En premier lieu, il est opportun de rappeler que, outre le contrôle effectué par les réseaux sociaux eux-mêmes (parfois déficient…), l’espace virtuel est réglementé et les utilisateurs doivent respecter la législation en vigueur.
A titre d’exemple, en Belgique, même sous couvert d’anonymat ou derrière son écran d’ordinateur, la diffamation, la calomnie et l’injure sont interdites lorsqu’elles revêtent un caractère public (articles 443 et 448 du Code Pénal), de même que le harcèlement (sans qu’un caractère public soit requis, article 442 bis du Code Pénal).
De plus en plus de personnes réagissent d’ailleurs à ce genre d’attaques et portent plainte (à juste titre !).
Le caractère public est essentiel pour condamner un tel comportement. Il faut donc s’interroger sur l’aspect public ou privé d’une page sur un réseau social.
Mon compte personnel est-il un espace public ? Ou s’agit-il d’une sphère privée, où je peux jouir d’une plus grande liberté ?
En tant qu’employé puis-je dénigrer mon employeur sur un réseau social et en tant qu’employeur, comment réagir si je découvre de tels agissements ?

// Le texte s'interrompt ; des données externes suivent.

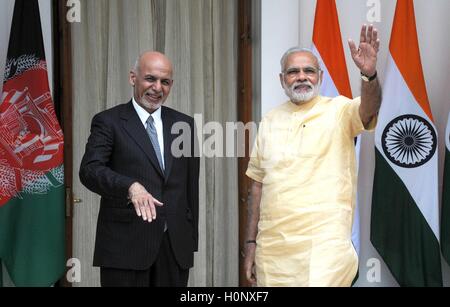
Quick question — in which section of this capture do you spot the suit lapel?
[161,107,175,182]
[121,101,167,177]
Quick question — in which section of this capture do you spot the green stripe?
[441,149,450,265]
[0,186,65,286]
[370,149,442,287]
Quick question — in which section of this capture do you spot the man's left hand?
[348,25,380,77]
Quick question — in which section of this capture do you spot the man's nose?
[153,80,162,92]
[297,69,308,82]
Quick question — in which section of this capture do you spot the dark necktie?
[147,115,164,173]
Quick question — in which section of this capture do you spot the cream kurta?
[247,96,375,286]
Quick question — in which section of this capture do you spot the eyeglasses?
[283,67,321,78]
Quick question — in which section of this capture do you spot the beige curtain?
[72,0,239,286]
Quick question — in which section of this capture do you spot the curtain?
[72,0,239,286]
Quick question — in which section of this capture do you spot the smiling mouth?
[294,84,312,92]
[145,93,162,101]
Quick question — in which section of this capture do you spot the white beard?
[283,81,320,104]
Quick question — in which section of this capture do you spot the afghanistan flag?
[0,0,65,286]
[371,0,442,286]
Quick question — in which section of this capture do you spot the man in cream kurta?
[244,26,381,286]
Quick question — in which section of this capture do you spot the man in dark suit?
[80,51,199,286]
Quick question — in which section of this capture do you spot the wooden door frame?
[52,0,73,287]
[237,0,253,286]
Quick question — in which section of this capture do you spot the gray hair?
[280,47,322,72]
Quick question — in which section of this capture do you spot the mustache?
[143,91,163,98]
[291,81,314,90]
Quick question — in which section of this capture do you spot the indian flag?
[312,0,360,260]
[441,113,450,264]
[371,0,442,286]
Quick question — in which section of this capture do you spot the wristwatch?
[361,71,377,82]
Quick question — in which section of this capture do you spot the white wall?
[261,0,299,114]
[0,0,53,286]
[261,0,450,286]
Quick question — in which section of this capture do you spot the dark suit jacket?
[79,101,199,270]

Rien n’interdit à un travailleur de faire part de son mécontentement vis-à-vis de son employeur, dans la sphère privée, même dans des termes virulents. Néanmoins, si un travailleur s’épanche sur un réseau social alors qu’il a de nombreux de contacts et que sa publication bénéficie d’une visibilité importante (notamment via des partages, des like, etc.), il y a lieu de considérer qu’il s’agit d’une communication publique. Dans ce cas, en tant qu’employeur, vous n’êtes pas sans ressource.
La Cour du Travail de Bruxelles a notamment jugé que l’absence de publicité de certains messages publiés sur une groupe de discussion Facebook et l’absence de volonté de rendre ces messages publics doivent être pris en compte pour déterminer si ils ont pu porter atteinte à l’entreprise[1] (et donc, éventuellement constituer un motif de licenciement). A l’inverse, des échanges électroniques sur Facebook, dans un groupe accessible à des membres du personnel, peuvent justifier un licenciement pour motif grave, dès lors qu’ils sortent du cadre privé[2].

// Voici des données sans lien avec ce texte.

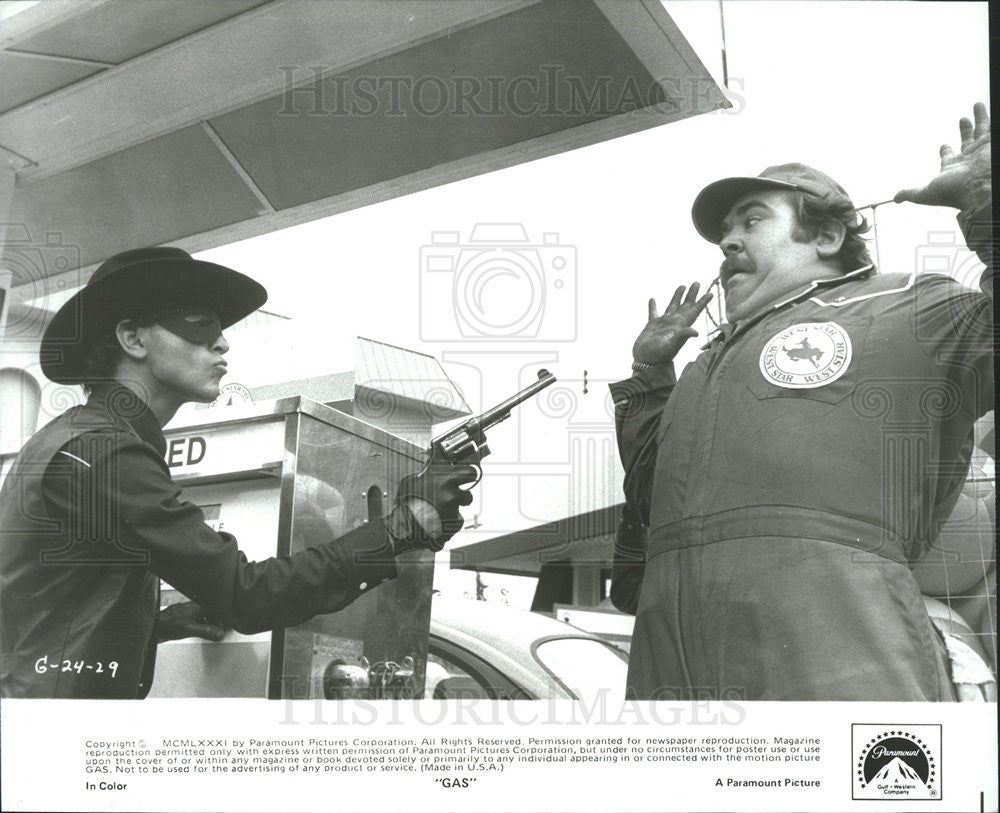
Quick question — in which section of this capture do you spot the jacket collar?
[701,263,875,350]
[87,381,167,457]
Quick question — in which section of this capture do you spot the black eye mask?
[156,311,222,344]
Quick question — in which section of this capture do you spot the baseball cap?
[691,164,854,243]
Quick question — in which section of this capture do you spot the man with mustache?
[0,247,477,699]
[612,104,993,700]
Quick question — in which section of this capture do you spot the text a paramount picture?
[0,0,998,811]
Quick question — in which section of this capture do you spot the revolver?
[425,370,556,486]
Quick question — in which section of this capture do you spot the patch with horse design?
[760,322,851,390]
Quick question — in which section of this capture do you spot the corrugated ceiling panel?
[211,0,665,210]
[9,0,269,64]
[0,51,104,113]
[10,126,261,273]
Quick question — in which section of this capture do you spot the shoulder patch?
[760,322,852,390]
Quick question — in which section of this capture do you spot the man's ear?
[115,319,148,361]
[814,220,847,260]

En 2017, la Cour du Travail de Liège a confirmé que les « like » d’un employé sur des réseaux sociaux peuvent constituer un motif de licenciement pour faute grave si ceux-ci portent atteinte à l’entreprise[3]. Dans cette affaire, les agissements de l’employé sur les réseaux sociaux ont donc été considérés comme ayant été réalisés en public.

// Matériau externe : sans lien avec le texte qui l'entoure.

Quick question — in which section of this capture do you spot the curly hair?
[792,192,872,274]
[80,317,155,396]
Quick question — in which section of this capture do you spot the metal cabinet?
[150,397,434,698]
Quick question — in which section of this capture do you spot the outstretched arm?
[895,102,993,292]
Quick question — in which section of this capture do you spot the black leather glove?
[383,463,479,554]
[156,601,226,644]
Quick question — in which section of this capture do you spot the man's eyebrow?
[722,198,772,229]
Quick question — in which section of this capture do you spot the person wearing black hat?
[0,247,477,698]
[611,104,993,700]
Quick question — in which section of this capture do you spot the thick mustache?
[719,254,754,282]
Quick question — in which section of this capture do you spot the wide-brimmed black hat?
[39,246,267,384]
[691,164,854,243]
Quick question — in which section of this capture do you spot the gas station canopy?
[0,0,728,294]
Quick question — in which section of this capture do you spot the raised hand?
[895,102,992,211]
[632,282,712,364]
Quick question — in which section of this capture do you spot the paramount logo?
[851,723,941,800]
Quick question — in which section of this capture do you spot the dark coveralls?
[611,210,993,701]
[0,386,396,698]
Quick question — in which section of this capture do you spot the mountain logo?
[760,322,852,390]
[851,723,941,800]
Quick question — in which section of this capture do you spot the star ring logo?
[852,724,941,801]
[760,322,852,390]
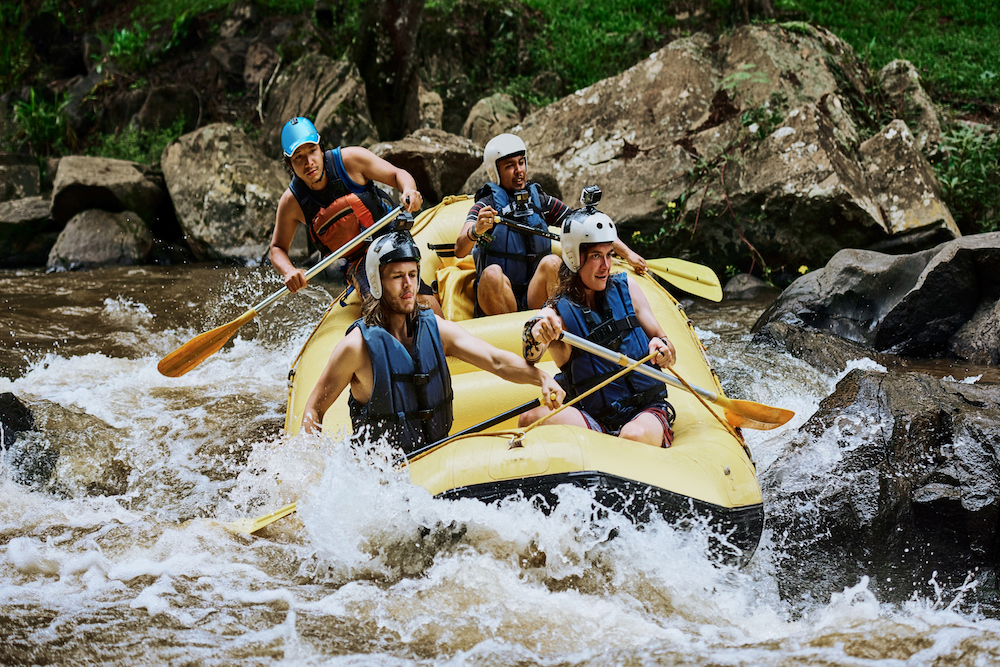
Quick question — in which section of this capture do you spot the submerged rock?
[761,370,1000,604]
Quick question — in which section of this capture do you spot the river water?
[0,266,1000,666]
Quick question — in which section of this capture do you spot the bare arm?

Il existe de nombreux exemples en ce sens. Il faut toutefois rester attentif aux dispositions spécifiques du droit social qui restent applicables, même en cas de faute « virtuelle ». Agir rapidement et se ménager la preuve de la faute restent essentiel.
Quid d’une page professionnelle d’une entreprise ou d’un groupe (privé ou public) géré par une entreprise ? L’entreprise a alors une responsabilité en tant qu’administrateur de la page ou du groupe. Elle doit nommer des modérateurs qui seront en charge de vérifier le contenu et, le cas échéant, de supprimer les publications offensante. L’entreprise qui ne prend pas les mesures nécessaires et ne réagit pas, si un contenu offensant lui est signalé par exemple, peut être tenue responsable et être condamnée (sur le plan pénal et civil).
Pour limiter les risques, il est conseillé de rédiger une charte reprenant les droits de chacun, indiquant ce qui est interdit, etc. qui sera publiée sur la page ou sur le groupe et portée à la connaissance de chacun des nouveaux membres.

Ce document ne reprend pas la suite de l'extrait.